People often criticize the last few years of Doctor Who’s original run. I get the surface complaints. The show had no budget or support from the BBC. It was produced in a rush. Nobody outside the core creative team wanted to work on it. Often the scripts overreached the talent and money available. It looked cheap. It felt neglected. Some people just don’t like Sylvester McCoy as an actor. Fair enough.

What confuses me is when people complain about Cartmel’s vision for the show. They say it’s “just not Doctor Who”, as if the show had ever been static. Well, beyond the doldrums of Tom Baker’s era and the early-mid 1980s. I’m guessing that’s what they mean, but that’s not how they explain it.

Their problem, as I often hear it, is in the portrayal of McCoy’s Doctor. Suddenly the Doctor is a puppet master; his mind is all in the future rather than the present, as he winds huge schemes around everyone and everything to achieve some goal of his own. This is overstating the case, of course; although the novels go nuts with this concept, in the show McCoy’s Doctor is more of an awkward professor. He tries to plan or anticipate situations, but he only ever sees the big picture and so spends most of his time reeling from the unexpected. The result is a strange little man who always seems to know more than he should, and who rarely steps forward to explain himself.

Thing is, that characterization has always been there to some extent. There’s a great deal of the Columbo to Troughton’s and Tom Baker’s portrayals, for instance; their Doctors allow everyone around them to underestimate them wildly, to allow them the space to explore or manipulate the situation behind the scenes.

Take Troughton’s handling of Klieg, in Tomb of the Cybermen. He allows the man to rant and assert his ego, while the Doctor scurries in the background to press buttons and work his own solutions. With his understanding of the situation, the Doctor could well have asserted authority and taken control — but that’s not his style. He would rather observe, and insert himself at key moments to change the course of events.

This is actually the trait that has always attracted me to the character; you never quite know how much the Doctor knows, and the supporting characters know even less of it. All you know is that he’s the most observant person in the room, and that his brain has already extrapolated things many steps beyond what’s in front of him.

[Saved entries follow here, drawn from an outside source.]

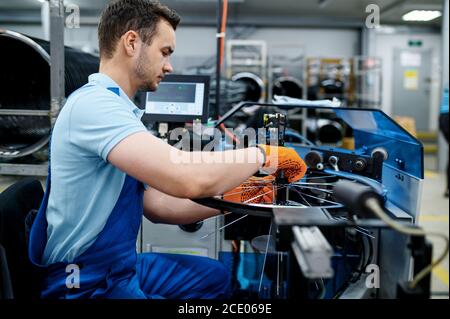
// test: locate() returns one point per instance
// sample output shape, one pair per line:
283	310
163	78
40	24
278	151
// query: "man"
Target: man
85	233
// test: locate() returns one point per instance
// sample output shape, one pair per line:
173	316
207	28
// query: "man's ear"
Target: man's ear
130	41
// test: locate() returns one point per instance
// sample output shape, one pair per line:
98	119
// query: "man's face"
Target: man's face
153	61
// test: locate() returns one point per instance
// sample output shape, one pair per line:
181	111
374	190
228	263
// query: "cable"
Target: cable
375	207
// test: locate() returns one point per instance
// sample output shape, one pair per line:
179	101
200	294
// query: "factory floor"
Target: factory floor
434	217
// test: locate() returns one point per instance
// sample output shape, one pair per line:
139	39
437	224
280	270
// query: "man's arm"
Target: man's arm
183	174
163	208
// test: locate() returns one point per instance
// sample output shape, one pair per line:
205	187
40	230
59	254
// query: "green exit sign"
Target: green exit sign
415	43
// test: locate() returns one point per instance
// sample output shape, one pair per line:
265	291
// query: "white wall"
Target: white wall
199	43
384	48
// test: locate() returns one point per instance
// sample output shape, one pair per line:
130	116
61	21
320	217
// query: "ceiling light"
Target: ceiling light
421	15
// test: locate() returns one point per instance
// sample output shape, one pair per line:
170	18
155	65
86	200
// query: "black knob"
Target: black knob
313	158
359	165
192	228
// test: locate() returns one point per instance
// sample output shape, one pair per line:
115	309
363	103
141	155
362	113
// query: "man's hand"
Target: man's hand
279	158
256	190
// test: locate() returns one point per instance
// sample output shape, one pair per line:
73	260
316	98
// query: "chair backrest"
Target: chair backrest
5	278
15	204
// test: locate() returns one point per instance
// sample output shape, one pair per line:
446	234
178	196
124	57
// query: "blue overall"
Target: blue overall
111	268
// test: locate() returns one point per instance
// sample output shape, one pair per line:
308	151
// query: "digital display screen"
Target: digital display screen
176	98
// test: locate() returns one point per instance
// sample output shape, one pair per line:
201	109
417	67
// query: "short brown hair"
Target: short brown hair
141	16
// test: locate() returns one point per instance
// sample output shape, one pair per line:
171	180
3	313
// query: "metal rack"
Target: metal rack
57	89
247	61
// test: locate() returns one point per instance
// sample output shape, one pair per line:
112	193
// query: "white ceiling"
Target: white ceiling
353	11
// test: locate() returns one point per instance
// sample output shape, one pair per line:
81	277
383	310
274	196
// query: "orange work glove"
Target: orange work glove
258	190
282	158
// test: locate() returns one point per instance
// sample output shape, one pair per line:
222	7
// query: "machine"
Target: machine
327	235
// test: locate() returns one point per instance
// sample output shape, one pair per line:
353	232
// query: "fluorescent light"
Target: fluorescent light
421	15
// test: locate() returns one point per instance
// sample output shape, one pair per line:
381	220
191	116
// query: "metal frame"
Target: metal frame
57	85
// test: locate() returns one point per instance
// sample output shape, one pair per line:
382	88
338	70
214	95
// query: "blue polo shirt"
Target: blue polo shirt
84	186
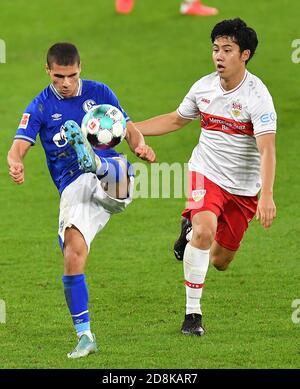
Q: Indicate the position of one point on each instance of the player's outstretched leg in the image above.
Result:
(181, 242)
(196, 8)
(84, 347)
(87, 159)
(124, 6)
(192, 325)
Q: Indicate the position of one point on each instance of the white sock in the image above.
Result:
(86, 332)
(195, 265)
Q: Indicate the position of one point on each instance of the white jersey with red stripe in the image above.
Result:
(227, 153)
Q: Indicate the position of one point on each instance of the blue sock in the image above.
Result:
(76, 294)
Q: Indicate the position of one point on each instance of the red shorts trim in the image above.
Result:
(234, 212)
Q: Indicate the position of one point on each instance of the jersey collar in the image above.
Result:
(226, 92)
(60, 97)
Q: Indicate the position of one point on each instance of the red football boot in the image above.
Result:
(197, 9)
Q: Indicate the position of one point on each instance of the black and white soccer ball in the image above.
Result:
(104, 126)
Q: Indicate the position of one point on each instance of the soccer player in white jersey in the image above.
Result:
(233, 161)
(83, 177)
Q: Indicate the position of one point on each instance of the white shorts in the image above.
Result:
(85, 205)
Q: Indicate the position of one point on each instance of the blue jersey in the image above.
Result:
(47, 113)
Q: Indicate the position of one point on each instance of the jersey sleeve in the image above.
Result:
(112, 99)
(263, 114)
(31, 122)
(188, 109)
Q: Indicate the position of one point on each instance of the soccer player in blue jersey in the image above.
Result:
(81, 174)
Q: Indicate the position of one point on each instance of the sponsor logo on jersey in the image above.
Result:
(236, 108)
(267, 118)
(60, 138)
(198, 194)
(88, 105)
(203, 100)
(24, 121)
(56, 116)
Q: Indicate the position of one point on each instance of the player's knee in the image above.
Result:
(74, 260)
(203, 236)
(220, 263)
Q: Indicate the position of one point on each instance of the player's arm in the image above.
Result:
(137, 144)
(266, 209)
(162, 124)
(15, 159)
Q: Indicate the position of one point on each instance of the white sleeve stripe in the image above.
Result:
(25, 138)
(186, 117)
(265, 132)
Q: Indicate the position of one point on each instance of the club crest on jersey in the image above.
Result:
(198, 194)
(88, 105)
(236, 108)
(56, 116)
(24, 121)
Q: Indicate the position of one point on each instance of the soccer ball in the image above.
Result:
(104, 126)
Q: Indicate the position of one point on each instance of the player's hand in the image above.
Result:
(145, 152)
(266, 210)
(16, 171)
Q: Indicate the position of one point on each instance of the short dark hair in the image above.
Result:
(63, 54)
(245, 37)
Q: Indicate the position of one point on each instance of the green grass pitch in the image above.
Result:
(137, 298)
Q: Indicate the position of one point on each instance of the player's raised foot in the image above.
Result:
(87, 159)
(84, 347)
(197, 9)
(192, 325)
(124, 6)
(181, 242)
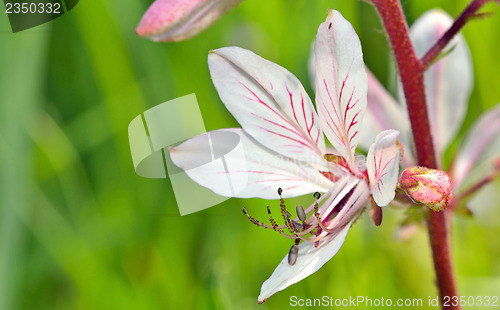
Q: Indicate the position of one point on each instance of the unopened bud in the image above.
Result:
(429, 187)
(176, 20)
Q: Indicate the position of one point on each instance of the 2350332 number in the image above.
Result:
(32, 8)
(485, 301)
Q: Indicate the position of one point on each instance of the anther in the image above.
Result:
(292, 254)
(301, 213)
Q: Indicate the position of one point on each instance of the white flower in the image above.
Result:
(283, 142)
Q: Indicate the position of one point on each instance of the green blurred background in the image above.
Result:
(80, 230)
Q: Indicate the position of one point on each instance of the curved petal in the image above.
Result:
(269, 102)
(483, 141)
(232, 164)
(382, 164)
(176, 20)
(448, 82)
(341, 84)
(382, 113)
(309, 260)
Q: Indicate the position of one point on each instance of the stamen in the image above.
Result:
(293, 254)
(271, 219)
(273, 223)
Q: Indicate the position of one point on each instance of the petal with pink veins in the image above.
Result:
(269, 103)
(382, 113)
(448, 82)
(231, 163)
(382, 164)
(309, 260)
(482, 142)
(176, 20)
(341, 84)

McCoy’s portrayal just seems like a pointed example of this characterization — which may be why, for me, his Doctor feels like one of the most definitive. This is also probably why it has taken so long for me to accept more authoritative portrayals like Pertwee’s and Tennant’s; they lack that subversiveness, or at least neglect it by comparison.

This may be the first time I’ve compared Tennant to Jon Pertwee. Good grief.

Anyway. Cartmel’s era feels to me like an attempt to return the show to its 1960s roots — the subversive and ambiguous protagonist, who acts more as a supporting character to the companion; the ambitious scripts that explore broad social or theoretical concepts. I believe that Cartmel has said a few times that this was his intention, and I think it shows. Take out everything from Pertwee through Colin Baker, and I think the show progresses pretty seamlessly.